Preschool in Three Cultures Revisited: Japan, China, and the United States
The CCSRE recently screened the film Preschool in Three Cultures Revisited: Japan, China, and the United States. The film employed a new ethnographic research method of multilayer voices. The method combines primary observation of an “average” preschool day, secondary feedback from the teachers, and tertiary responses from the teachers in the other two schools. Students and professors from a variety of disciplines, along with some folks who work at local daycares, came together for the film and a dinner discussion. Below are some responses from attendees about the film:
“I very much saw this kind of paradigm conflict in, in especially the United States (um) where we say that we emphasize the individual, we champion the development of the individual and we’re really trying to get them motivated in very like productive ways […] but then there’s so much bodily control put on them, it’s always express with your words, use your words.”
“What we did see was kind of this intrinsic effort to help the kids police themselves and bring that out in their own behavior without intervening until, or having an adult tell them.”
“Because I grew up in Japan, I can really understand why they did what they did. […] What’s really, really valued in Japanese culture is like understanding of other peoples.”

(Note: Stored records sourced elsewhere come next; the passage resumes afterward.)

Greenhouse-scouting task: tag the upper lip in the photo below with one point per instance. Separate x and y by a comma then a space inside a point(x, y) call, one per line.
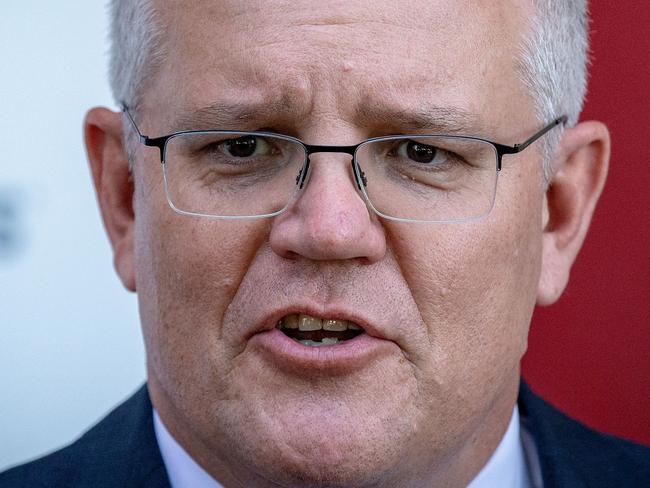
point(271, 319)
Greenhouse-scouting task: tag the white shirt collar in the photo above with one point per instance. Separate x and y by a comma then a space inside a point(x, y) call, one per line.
point(182, 470)
point(507, 468)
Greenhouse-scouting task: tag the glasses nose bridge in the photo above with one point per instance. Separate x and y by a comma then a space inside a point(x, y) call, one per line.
point(313, 149)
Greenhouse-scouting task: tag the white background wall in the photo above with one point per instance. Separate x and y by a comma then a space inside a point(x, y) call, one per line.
point(70, 344)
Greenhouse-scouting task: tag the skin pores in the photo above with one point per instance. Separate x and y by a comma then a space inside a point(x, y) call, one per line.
point(454, 301)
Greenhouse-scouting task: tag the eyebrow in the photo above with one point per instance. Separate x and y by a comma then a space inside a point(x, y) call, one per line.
point(430, 118)
point(371, 114)
point(227, 115)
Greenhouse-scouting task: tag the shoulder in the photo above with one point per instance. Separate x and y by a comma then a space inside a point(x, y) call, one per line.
point(572, 454)
point(121, 450)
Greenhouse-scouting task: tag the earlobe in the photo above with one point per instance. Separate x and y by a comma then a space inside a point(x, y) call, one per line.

“The whole time I was watching the American section I thought, Hawai’i, really? […] I just feel like of all the places to represent like America, like my first thought wouldn’t have been Hawai’i. So it was very interesting to watch that. Um but I thought the teacher intervention part was definitely the most interesting. Like thinking about Kindergarten and like, or Pre-School and how much everyone’s like don’t get hurt, don’t ever like climb anything, don’t break a leg. […] In the other schools, in, in the, in the Chinese Japanese schools like those kids were like fighting and punching each other and nobody said anything and I thought that would’ve been great ‘cause then we could’ve actually learned how to solve our own problems.”
“The Japanese schools made a really good point, like the teachers being there isn’t gonna stop them from getting hurt, they’re still gonna get hurt it’s just the teacher’s gonna be there.”
“They way we view it is going to be from a very American society point of view […] I think there’s a lot of things that we can’t see because we’re from this group and we take a lot of things as, for granted, or we think that they’re norm. You know, such as, um I think in our society we forget that there’s a big emphasis on authority, and so, you know, I think that’s another reason why the teachers are so eager to intervene […] I guess a teacher has to show the students that you know that there is authority in the class, that she is over them which I didn’t see that in the Chinese nor the Japanese scenes. But nobody mentioned that and I think that’s because to us it’s normal that they take that position.”